Whether or not these folks exist (at least in numbers large enough to be statistically significant) is a point of much debate. It’s not much of a debate for me. I see a distinct shortage of IT folks with developed soft skills. After all, it’s the central theme here at wearentgeeks.com. We aren’t geeks. We’re professionals.
What’s that? They don’t want us to be techies anymore? But, and I’ve said all of these at one time, I like technology. I like carefully crafting each server with a custom parts list culled only from my best recommendations. I like hiding in our darkened NOC, safe from the chattering of managers, co-workers and, worst of all, users. I just want to create a component server that does what the application folks tell me it should do; I don’t want to actually be involved in that calculation. I think I should burn down every system and start over from scratch so it will be done the “right way” this time.
The organization demands otherwise, and so does our adherence to professionalism. It’s not an end to our techie ways per se. It’s redirecting some of our energy into becoming an integral part of our organization’s business processes. The core of the concept of the perfect IT person demands we embrace dealing with people.
“Technology workers are expected to be able to work outside their comfort zone without stuffing their hands in their pockets and mumbling about rack servers or rolling their eyes when asked to reset a forgotten password. More than a techie, he or she is a meta-techie, having a strong technical base coupled with the ability to explain to nontechies why technology is important.”
Building the Perfect IT Person
Perish the thought, but the CxOs and business folks have a point. Our value to our organizations comes primarily from our ability to grasp complex mental models, rotate them around, see ways to make them better and communicate those observations. We’re at our best when we’re the bridge for people who have a business problem and need a technical solution.
“According to CIOs, companies comprise two types of individuals—those who know business and those who know technology. Few know both. But if you’re the bridge between the two, suddenly you’re valuable.”
Building the Perfect IT Person
Think about it this way. Your organization replaces a team member. Is that person immediately as effective as you are? (if you answered yes, please take a moment to clear your desk and consider your future prospects). They probably are not. Why is that?
We readily accept that each organization is different. Even though we use Exchange, my organization isn’t necessarily the same as another mid-market company. So, to understand how my organization uses Exchange, someone has to understand my organization on some level. And, my organization is a big, stinky collection of people. I can’t be a good mail administrator if I don’t know what my people, or my customers, need from me.
Let’s extend the example a bit further. Database platforms provide the basis for commercial and custom applications. Is a new DBA effective from day one? They may have a skill that immediately adds value, but to really make application sing, they need to know more about it, the business, the processes and the people using it.
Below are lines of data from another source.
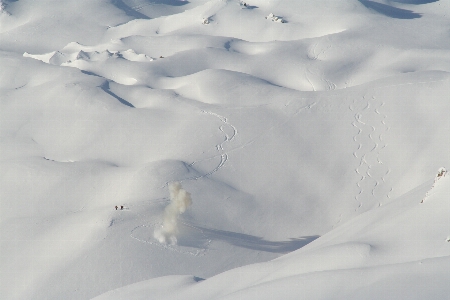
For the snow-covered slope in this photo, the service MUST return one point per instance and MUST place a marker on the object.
(294, 125)
(398, 251)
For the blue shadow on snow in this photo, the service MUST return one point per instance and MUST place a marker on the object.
(390, 11)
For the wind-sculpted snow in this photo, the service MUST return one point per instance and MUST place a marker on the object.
(297, 127)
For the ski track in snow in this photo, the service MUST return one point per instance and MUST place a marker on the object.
(230, 132)
(371, 171)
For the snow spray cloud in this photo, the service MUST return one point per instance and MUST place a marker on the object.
(180, 200)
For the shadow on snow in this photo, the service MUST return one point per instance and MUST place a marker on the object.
(199, 237)
(391, 11)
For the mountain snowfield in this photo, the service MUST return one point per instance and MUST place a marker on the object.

If that new DBA doesn’t understand how the application is used, how can they possibly tune it to strike a balance between responsiveness for ad-hoc queries and batch processing performance? Just as germane, what’s the impact to the business if ad-hoc queries run during an overnight?
What are some of the hurdles to becoming an effective lead or senior SA? We need to learn who makes the decisions, who influences the decision and who produces the cash for our projects. In other words, we’re forced to learn how to deal with key people. Becoming a part of the budgeting process is often one of our first business communication lessons.
At the core, most of our issues are sociological, not technical (thanks Peopleware! I’m going to tattoo that quote on me someplace!). We use technology to (hopefully) make people more productive. We must know more about business processes before we can know what “productive” means. We have to be about people to be about business.
The finer point to be made is that most of us already accept a smaller version of the role just to deal with and be happy in our jobs. We’re smart. We’ve learned how to get things done. We’ve adapted to complex environments. We endeavor to do right (or at least to do no evil). It’s in us. We just need to let it out. And, maybe, we could spend a little more energy developing the hated soft skills. It’s good for us, and it’s certainly good for our organizations.
Maybe it helps to think of it this way:
The suits don’t want me to be something I’m not.
The suits ask me to be someone they need.
That’s an opportunity, not a prison sentence.